Don’t panic. The average student loan debt is more than $30,000, so you’re not alone. As with any major expense, it can be paid off over time with some careful budgeting and without living exclusively on ramen. Follow these five steps for tackling student loan debt and moving on to a financially freer future.

  1. Understand the big picture.
    The first thing to do is get a handle on the debt you’re dealing with. Make a list or create a spreadsheet with key details, like:

    1. The types of loans you have
    2. The balance on each
    3. The interest rates
    4. The term lengths (usually 10 years)

Use a loan calculator to help figure out your monthly payments as well as how much you can save on interest if you pay off your loans faster.

  1. Get on a budget.
    Student loan payments can eat up a big chunk of your income, and the last thing you want is to damage your credit by missing payments. Putting together a budget will not only help you make your payments while paying your other bills but could also help you pay off your loans faster.

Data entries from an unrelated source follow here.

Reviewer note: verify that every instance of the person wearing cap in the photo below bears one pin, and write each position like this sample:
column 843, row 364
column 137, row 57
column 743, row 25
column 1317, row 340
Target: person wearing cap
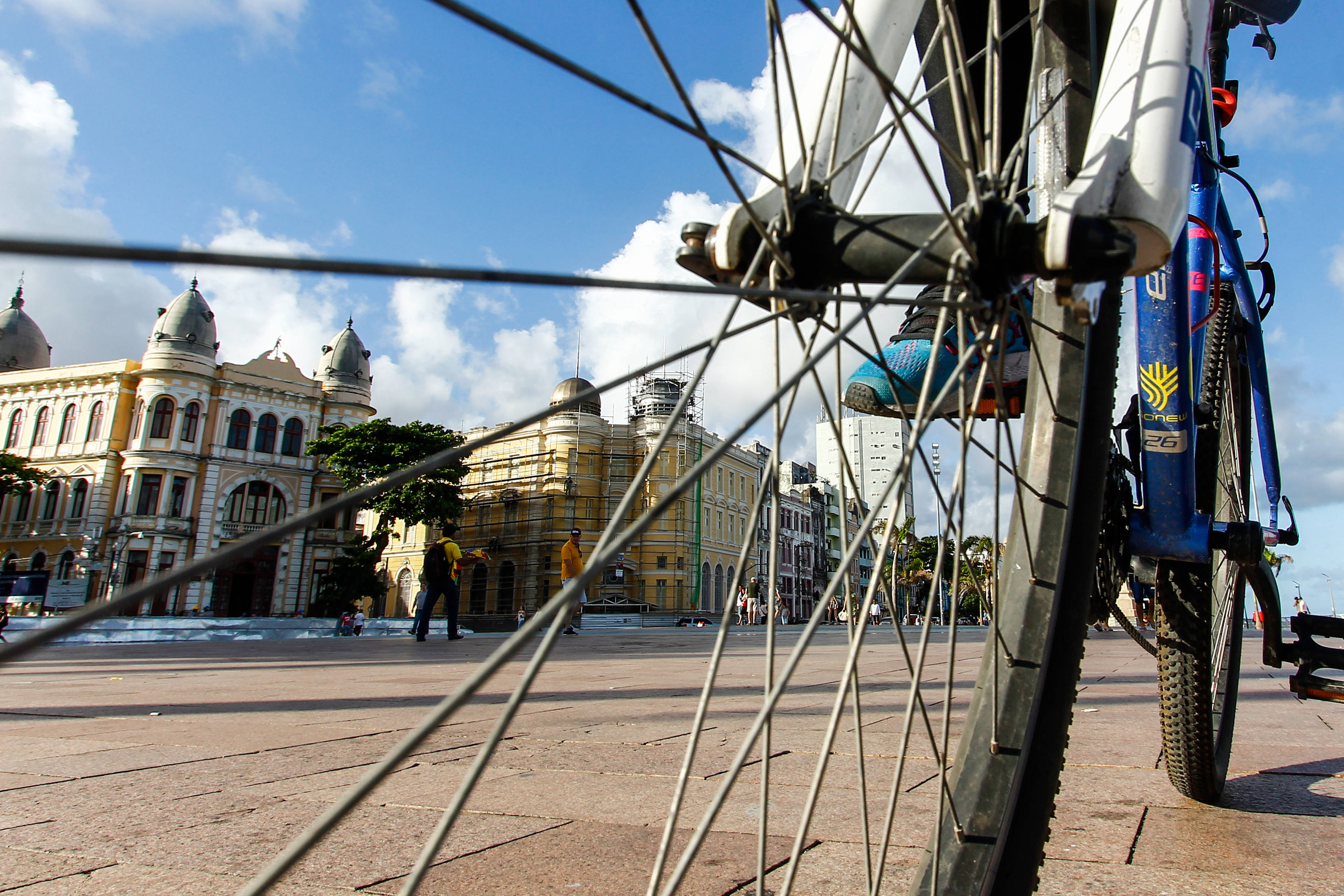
column 440, row 579
column 572, row 566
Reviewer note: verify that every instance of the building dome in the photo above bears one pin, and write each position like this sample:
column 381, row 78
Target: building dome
column 344, row 370
column 572, row 387
column 185, row 335
column 22, row 344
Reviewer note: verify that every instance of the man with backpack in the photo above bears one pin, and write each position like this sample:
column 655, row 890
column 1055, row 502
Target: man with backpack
column 443, row 565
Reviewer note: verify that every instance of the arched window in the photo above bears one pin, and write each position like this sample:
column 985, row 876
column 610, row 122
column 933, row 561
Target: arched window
column 190, row 420
column 81, row 498
column 405, row 593
column 51, row 500
column 95, row 424
column 505, row 592
column 267, row 426
column 40, row 428
column 23, row 504
column 68, row 425
column 161, row 428
column 240, row 422
column 256, row 504
column 479, row 585
column 292, row 442
column 15, row 429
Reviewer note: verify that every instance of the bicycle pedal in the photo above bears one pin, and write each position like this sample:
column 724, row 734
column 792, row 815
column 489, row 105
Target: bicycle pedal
column 1309, row 687
column 992, row 402
column 1307, row 684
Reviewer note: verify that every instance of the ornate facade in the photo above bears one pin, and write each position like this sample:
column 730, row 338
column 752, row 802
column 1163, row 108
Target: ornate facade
column 526, row 492
column 158, row 461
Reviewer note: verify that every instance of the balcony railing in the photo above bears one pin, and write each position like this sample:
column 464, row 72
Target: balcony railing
column 334, row 535
column 158, row 524
column 238, row 530
column 40, row 528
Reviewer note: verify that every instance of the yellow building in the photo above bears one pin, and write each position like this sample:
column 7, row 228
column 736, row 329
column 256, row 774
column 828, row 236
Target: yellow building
column 527, row 491
column 158, row 461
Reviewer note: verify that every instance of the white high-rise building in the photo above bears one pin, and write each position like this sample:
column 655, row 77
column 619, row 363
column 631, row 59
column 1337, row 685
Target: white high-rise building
column 874, row 447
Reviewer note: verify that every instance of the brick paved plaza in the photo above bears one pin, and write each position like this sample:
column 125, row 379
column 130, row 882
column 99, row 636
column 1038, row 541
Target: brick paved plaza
column 253, row 739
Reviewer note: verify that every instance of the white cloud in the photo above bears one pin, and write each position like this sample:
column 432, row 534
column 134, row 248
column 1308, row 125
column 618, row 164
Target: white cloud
column 1336, row 266
column 443, row 375
column 628, row 330
column 1269, row 116
column 249, row 185
column 44, row 194
column 262, row 19
column 383, row 82
column 254, row 308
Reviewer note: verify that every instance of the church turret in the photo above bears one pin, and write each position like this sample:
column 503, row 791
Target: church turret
column 185, row 336
column 22, row 344
column 344, row 371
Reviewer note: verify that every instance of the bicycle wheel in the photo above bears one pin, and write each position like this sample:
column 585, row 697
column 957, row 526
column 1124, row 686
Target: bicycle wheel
column 1201, row 606
column 1019, row 379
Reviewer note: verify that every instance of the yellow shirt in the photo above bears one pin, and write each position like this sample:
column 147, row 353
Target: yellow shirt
column 572, row 562
column 454, row 554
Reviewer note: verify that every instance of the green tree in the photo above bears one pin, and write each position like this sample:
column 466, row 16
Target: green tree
column 366, row 453
column 17, row 476
column 353, row 575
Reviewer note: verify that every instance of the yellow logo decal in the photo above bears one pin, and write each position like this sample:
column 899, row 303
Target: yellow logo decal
column 1159, row 383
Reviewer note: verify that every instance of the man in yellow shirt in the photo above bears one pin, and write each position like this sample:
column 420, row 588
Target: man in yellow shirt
column 572, row 565
column 443, row 566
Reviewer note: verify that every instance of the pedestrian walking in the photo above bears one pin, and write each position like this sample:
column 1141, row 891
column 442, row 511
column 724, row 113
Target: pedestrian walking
column 572, row 566
column 443, row 567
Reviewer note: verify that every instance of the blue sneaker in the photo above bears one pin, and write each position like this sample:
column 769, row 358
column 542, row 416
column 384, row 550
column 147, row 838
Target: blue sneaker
column 896, row 390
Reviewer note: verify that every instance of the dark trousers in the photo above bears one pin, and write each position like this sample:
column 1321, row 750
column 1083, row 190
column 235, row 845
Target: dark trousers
column 448, row 589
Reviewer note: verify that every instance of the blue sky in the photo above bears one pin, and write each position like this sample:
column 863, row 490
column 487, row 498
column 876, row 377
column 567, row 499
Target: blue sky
column 397, row 131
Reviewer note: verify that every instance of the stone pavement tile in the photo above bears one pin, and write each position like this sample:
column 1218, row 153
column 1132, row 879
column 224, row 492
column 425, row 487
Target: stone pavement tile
column 11, row 781
column 419, row 785
column 22, row 867
column 1256, row 757
column 9, row 823
column 1093, row 832
column 837, row 816
column 1124, row 786
column 1092, row 879
column 107, row 761
column 597, row 860
column 1293, row 795
column 627, row 800
column 127, row 879
column 19, row 749
column 837, row 870
column 1229, row 841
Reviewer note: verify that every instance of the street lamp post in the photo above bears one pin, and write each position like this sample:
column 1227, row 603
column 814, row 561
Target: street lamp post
column 937, row 510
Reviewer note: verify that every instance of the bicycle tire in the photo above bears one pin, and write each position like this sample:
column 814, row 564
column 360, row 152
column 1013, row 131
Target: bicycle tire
column 1201, row 606
column 1015, row 737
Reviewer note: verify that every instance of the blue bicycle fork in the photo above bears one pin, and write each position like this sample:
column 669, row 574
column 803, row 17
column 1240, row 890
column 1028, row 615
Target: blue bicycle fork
column 1170, row 366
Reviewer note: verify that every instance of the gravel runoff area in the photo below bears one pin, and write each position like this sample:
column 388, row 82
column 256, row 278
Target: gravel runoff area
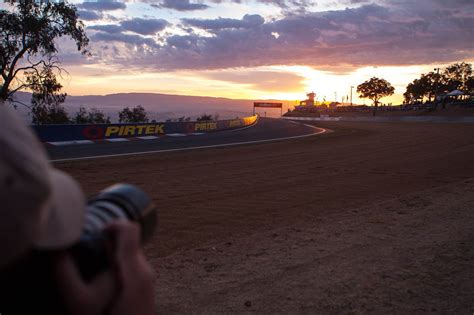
column 371, row 218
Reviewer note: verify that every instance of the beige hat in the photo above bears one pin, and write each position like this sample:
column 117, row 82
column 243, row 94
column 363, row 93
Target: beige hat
column 40, row 207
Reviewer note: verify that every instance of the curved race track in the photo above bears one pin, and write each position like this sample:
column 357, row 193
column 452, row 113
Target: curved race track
column 266, row 129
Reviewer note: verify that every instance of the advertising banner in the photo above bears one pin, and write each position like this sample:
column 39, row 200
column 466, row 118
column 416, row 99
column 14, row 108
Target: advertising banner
column 267, row 105
column 70, row 132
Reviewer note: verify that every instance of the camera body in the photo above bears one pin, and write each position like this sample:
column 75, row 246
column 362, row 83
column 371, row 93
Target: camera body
column 31, row 279
column 118, row 202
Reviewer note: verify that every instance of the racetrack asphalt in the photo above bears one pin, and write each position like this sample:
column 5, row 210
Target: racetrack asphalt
column 266, row 129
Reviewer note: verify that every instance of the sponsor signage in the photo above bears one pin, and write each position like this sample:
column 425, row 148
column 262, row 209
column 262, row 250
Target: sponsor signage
column 267, row 105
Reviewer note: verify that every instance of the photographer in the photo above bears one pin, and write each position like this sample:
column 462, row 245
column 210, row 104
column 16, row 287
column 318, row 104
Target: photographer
column 42, row 213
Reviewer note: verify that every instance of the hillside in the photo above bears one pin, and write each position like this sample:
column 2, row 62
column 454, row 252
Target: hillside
column 159, row 106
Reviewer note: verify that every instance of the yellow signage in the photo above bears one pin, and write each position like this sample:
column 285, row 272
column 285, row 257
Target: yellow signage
column 134, row 130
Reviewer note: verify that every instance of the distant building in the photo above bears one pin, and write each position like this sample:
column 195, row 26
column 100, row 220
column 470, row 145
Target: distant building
column 310, row 101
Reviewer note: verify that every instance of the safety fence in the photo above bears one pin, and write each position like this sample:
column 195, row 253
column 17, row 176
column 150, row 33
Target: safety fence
column 71, row 132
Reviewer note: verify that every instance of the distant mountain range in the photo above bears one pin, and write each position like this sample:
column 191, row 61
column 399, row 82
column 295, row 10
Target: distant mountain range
column 160, row 106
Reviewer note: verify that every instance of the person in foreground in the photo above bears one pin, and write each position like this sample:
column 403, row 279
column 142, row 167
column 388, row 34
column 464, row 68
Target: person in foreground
column 42, row 211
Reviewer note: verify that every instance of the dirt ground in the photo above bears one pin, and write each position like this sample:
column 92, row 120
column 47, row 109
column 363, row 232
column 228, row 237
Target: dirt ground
column 371, row 218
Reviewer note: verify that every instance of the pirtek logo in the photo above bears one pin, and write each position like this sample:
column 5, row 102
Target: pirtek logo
column 205, row 126
column 137, row 130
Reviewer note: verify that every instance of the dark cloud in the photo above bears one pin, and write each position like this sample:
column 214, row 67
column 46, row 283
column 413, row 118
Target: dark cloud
column 261, row 80
column 395, row 32
column 107, row 28
column 248, row 21
column 136, row 25
column 130, row 39
column 181, row 5
column 103, row 5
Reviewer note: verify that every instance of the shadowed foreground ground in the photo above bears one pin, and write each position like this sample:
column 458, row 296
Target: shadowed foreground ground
column 370, row 218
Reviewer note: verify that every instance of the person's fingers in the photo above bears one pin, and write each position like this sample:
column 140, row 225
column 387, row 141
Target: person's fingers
column 127, row 239
column 69, row 280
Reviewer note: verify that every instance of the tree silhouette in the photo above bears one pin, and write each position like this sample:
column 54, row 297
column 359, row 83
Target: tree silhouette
column 375, row 89
column 46, row 102
column 28, row 32
column 93, row 116
column 457, row 76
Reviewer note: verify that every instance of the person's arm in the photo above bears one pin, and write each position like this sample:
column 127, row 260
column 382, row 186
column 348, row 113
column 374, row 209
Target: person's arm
column 126, row 288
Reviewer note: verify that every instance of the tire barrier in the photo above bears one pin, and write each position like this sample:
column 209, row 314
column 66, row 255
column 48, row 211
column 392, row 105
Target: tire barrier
column 49, row 133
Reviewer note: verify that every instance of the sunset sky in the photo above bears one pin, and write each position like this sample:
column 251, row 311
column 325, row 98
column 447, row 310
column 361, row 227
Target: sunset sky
column 265, row 49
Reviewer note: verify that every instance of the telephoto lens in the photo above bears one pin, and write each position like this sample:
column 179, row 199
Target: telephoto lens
column 118, row 202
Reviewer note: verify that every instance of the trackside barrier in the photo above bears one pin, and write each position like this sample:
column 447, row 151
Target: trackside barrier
column 50, row 133
column 432, row 119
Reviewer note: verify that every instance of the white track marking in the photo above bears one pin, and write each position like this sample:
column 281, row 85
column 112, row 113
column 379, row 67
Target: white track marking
column 74, row 142
column 117, row 140
column 320, row 131
column 176, row 135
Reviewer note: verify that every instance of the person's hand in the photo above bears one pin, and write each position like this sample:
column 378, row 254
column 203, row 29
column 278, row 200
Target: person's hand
column 125, row 288
column 135, row 277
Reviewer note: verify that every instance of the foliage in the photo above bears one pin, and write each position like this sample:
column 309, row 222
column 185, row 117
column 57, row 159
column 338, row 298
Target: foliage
column 46, row 102
column 204, row 117
column 457, row 76
column 375, row 89
column 93, row 116
column 28, row 32
column 136, row 114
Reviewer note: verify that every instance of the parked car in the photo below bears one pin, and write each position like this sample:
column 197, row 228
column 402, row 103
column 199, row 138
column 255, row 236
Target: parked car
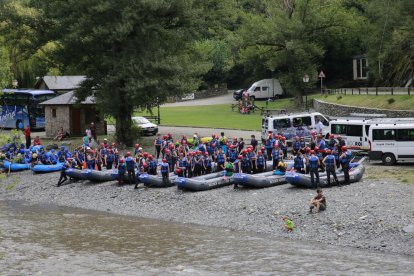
column 237, row 95
column 146, row 126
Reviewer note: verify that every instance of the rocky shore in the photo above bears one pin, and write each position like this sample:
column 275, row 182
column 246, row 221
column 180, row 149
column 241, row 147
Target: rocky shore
column 370, row 214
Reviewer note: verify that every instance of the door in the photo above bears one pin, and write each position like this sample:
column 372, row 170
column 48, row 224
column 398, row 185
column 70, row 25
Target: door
column 76, row 127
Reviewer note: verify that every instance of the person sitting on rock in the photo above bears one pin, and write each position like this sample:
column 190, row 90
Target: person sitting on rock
column 319, row 201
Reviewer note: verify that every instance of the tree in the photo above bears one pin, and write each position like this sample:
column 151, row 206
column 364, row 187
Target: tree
column 289, row 36
column 134, row 53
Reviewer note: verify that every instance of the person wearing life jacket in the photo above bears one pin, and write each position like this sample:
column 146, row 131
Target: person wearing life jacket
column 314, row 164
column 63, row 176
column 121, row 172
column 260, row 162
column 130, row 167
column 331, row 142
column 330, row 166
column 276, row 155
column 165, row 170
column 298, row 163
column 220, row 159
column 245, row 163
column 345, row 159
column 208, row 163
column 269, row 145
column 296, row 146
column 253, row 159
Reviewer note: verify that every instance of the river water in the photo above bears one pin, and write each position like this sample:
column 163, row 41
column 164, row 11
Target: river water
column 51, row 240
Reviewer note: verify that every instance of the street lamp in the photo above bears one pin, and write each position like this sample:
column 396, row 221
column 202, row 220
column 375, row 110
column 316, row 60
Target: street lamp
column 305, row 81
column 15, row 83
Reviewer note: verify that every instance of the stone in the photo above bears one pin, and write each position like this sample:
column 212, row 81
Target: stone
column 409, row 228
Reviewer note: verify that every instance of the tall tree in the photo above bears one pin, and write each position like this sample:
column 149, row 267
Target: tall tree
column 134, row 53
column 289, row 36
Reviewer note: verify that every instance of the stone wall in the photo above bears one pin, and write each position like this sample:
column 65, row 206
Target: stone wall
column 62, row 119
column 339, row 110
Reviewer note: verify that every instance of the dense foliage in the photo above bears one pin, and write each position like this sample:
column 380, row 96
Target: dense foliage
column 137, row 53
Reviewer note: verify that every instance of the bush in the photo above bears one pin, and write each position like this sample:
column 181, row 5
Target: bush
column 391, row 101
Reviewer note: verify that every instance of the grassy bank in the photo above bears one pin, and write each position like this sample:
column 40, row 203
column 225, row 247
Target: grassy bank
column 402, row 102
column 217, row 116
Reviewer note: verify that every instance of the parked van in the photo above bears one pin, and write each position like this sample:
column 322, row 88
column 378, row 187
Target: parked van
column 353, row 132
column 391, row 143
column 291, row 125
column 265, row 89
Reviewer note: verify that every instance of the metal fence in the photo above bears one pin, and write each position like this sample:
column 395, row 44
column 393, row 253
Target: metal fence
column 371, row 91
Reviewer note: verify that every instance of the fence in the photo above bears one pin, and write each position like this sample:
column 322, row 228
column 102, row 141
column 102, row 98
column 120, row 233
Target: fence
column 371, row 91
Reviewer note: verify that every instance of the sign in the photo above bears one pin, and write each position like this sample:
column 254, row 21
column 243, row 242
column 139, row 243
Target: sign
column 322, row 75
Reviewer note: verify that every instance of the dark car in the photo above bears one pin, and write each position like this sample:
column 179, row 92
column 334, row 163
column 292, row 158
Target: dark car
column 237, row 95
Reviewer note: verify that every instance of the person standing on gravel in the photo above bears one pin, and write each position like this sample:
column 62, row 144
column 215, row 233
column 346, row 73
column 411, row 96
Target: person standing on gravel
column 318, row 202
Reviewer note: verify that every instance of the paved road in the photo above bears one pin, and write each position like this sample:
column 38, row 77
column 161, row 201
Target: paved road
column 225, row 99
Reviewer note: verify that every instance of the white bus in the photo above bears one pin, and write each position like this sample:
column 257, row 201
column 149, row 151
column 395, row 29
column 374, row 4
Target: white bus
column 291, row 125
column 392, row 143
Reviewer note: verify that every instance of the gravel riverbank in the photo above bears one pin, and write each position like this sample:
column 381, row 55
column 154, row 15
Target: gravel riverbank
column 370, row 214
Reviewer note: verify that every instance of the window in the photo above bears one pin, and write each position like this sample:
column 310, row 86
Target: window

    Once you’ve covered all your bills and set aside money for savings (at first, building an emergency fund is more important than paying extra on your student loans), use the loan calculator from above to see how much extra you can put toward your loans each month.

One thing to note: Your lender may apply any extra money you pay to the next month’s payment instead of applying it toward the principal, which is what you need to pay off your loans faster. You may need to contact your lender to tell them how you want the extra money applied.

  1. Pick a debt payment method.
    While you can always just make the standard payments each month, there are two methods that can help you stay motivated to pay off your loans faster. With the debt snowball method, you tackle the smallest loan first so you can pay it off and then cross it off your list. The feeling of satisfaction that comes with that ‘win’ will encourage you to keep going.

    The debt avalanche method tackles the loans by going after the one with the highest interest rate first, because this saves you the most money in the long run. There are pros and cons to both methods, so pick the one that feels best to you.

  2. Apply any extra to the debt.
    Even if it means living frugally for a while, paying off your student loans will help free you to accomplish other goals like buying a house or traveling. Limiting your expenses and applying any extra money to your loans can pay them off faster, which means you pay less in interest over time.

    If you pay off one of your loans, take that same monthly payment and start applying it to your other loans. If you get a raise or a tax refund, you can put a little aside for something fun but then put as much as possible toward knocking down your loan balances. If you’ve already cut all your expenses and income is the issue, take on a part-time job or side hustle and put the extra toward your debt.

  3. Research other options.
    If the mountain of debt feels too overwhelming, there are other options you can consider like enrolling in autopay, income-driven repayment plans, refinancing or debt forgiveness.
  • If you sign up for autopay—automatically deducting your monthly loan payment from your account—your lender may offer you a small discount on your interest rate.
  • An income-driven repayment plan can adjust your monthly payments to an amount you can afford but will likely extend the terms to pay off the loans.
  • Refinancing lets you take all your individual student loans to a single lender that will pay them off and then give you a new combined loan with a single interest rate. This is only beneficial if you end up with an overall lower interest rate.
  • There are student loan forgiveness programs that will pay off your student loans, but only if you meet strict requirements and they often require you work in specific fields like teaching or public service.